2nd Approach: Sentiment Classification with Supervised Learning
Using supervised Machine Learning to develop a model to interpret the textual data and forecast the sentiment of text-based evaluations is another option. To be more explicit, classification models will be used to solve this challenge.
Feature Engineering
Word embedding is a method that uses vectors to represent the text. The following are the most popular word embedding:
1. BoW: Bag of words
The Bag of Words (BoW) model is the most basic type of numerical text representation. A phrase can be represented as a bag of words vector, just like the term itself (a string of numbers).
2. TF-IDF Term Frequency-Inverse Document frequency
The term frequency-inverse document frequency statistic is a quantitative expression of how essential a phrase is to a page in a catalog or corpus.
Model Training, Prediction, and Performance Assessment
1. To determine the likelihood of a binary event occurring and to deal with classification concerns, logistic regression is utilized.
Logistic Regression with BoW features
Logistic Regression using TF-IDF features

2. Stochastic Gradient Descent (SGD)
SGD (Stochastic Gradient Descent) is a straightforward but effective optimization approach for determining the values of the parameters of functions that reduce an objective function.
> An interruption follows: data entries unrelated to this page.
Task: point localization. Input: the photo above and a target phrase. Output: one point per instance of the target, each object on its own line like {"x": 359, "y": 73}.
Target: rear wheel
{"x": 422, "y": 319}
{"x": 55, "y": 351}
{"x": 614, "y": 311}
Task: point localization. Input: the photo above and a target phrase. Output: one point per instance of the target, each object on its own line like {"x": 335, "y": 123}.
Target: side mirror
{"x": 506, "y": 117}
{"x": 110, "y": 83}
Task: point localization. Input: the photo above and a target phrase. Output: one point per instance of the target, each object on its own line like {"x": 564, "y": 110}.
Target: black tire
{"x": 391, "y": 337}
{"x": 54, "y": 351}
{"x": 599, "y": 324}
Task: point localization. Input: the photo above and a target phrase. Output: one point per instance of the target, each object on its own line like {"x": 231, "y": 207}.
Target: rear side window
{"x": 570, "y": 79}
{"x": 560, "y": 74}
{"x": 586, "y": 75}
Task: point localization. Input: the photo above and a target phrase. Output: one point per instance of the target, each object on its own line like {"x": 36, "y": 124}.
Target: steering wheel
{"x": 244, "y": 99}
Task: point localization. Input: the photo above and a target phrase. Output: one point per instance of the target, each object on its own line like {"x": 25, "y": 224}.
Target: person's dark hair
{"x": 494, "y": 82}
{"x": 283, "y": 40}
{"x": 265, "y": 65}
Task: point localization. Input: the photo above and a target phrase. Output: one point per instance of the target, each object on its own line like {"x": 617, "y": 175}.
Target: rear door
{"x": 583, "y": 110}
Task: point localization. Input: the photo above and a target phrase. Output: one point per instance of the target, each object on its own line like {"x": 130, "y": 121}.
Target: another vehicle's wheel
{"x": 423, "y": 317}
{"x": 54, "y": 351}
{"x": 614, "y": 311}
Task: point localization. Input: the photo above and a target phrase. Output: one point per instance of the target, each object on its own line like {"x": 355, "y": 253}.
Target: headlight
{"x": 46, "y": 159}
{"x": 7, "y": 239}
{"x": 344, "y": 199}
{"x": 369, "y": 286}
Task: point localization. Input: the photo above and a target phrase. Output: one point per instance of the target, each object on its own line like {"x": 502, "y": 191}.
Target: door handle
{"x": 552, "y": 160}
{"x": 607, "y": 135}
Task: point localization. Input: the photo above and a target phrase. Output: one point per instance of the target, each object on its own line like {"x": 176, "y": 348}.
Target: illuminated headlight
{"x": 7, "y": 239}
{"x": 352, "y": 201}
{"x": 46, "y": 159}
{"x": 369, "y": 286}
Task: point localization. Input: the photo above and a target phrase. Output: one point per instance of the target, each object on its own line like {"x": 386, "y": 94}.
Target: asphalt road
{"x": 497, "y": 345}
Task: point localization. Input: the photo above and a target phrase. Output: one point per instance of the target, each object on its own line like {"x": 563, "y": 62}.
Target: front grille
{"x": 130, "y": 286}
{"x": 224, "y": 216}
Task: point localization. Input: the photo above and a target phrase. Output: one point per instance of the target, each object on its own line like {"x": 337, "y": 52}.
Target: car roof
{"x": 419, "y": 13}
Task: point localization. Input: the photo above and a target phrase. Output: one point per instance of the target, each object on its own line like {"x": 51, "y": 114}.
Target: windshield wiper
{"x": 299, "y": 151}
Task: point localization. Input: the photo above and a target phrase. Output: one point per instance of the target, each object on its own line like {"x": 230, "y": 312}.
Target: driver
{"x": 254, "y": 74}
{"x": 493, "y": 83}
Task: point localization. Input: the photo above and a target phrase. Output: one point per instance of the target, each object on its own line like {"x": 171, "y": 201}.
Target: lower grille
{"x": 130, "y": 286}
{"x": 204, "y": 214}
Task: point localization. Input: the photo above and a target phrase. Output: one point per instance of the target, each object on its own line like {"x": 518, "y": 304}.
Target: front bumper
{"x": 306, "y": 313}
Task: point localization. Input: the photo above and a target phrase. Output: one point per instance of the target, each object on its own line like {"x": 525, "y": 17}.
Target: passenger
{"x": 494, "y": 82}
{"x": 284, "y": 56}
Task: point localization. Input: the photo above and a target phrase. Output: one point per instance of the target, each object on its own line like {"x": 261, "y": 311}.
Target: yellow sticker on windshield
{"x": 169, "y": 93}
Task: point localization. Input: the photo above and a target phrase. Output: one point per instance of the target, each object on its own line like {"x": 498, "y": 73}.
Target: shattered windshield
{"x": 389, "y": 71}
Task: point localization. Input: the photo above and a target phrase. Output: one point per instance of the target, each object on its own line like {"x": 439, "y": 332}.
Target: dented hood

In other words, it’s utilized to learn discriminative binding strengths like SVM and Logistic regression.
SVM using BoW features

SVM using TF-IDF features

Which Model Performs Best?

We have discovered that the Logistic Regression model on Bag of Word characteristics performs the best, with an accuracy of 90.65%. Other models’ performance is likewise extremely similar to this one, as can be shown.
Conclusion
By utilizing Unsupervised Lexicon-based models, it is observed that effective Lexicon model as AFFIN that has an accuracy of 71%. Where on using traditional supervised ML models there is a precision of 89-90%. With an accuracy of 90.65%, a logistic regression model trained with bag-of-words features outperformed all other models and an F1 score of about 0.9. It can be concluded that typical supervised models outperform lexical models by comparing the top models from both supervised and unsupervised learning.